Bold: How to Go Big, Create Wealth and Impact the World
- First edition
- Author: Peter H. Diamandis, Steven Kotler
- Language: English
- Genre: Nonfiction
- Publisher: Simon & Schuster
- Publication date: 2015
- Pages: 317
- ISBN: 1476709564
- OCLC: 1065336709

= Bold (book) =

2015 book by Peter Diamandis and Steven Kotler

Bold: How to Go Big, Create Wealth and Impact the World is a book by Peter H. Diamandis and Steven Kotler that was published in 2015.

==Theme==
The book's three main points are:

1. How exponential technologies that are disrupting today's Fortune 500 companies are emerging faster than ever before, contrasting “exponential entrepreneurs” against “linear-thinking executives” who work in major corporations.
2. The psychological aspects of the bold.
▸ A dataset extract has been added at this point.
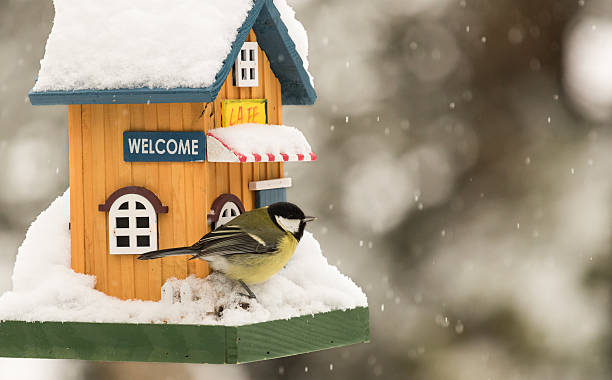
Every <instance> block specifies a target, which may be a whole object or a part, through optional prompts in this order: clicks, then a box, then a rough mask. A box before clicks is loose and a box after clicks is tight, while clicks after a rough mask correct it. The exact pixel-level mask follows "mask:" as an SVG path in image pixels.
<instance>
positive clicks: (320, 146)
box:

Here, Diamandis discusses what he learned from building his 15 companies.
3. Best practices, such as incentive competitions, crowd funding campaigns, and community building.

==Reception==
The Washington Post wrote that it "looks only on the bright side" and "overlooks some of the risks in exponential technologies, particularly the legal and ethical dilemmas they are creating." The Wall Street Journal wrote that the "authors prefer to rhapsodize rather than analyze the consequences of technological advance" and that it shows how the Silicon Valley people are "profoundly different" from the "rest of us".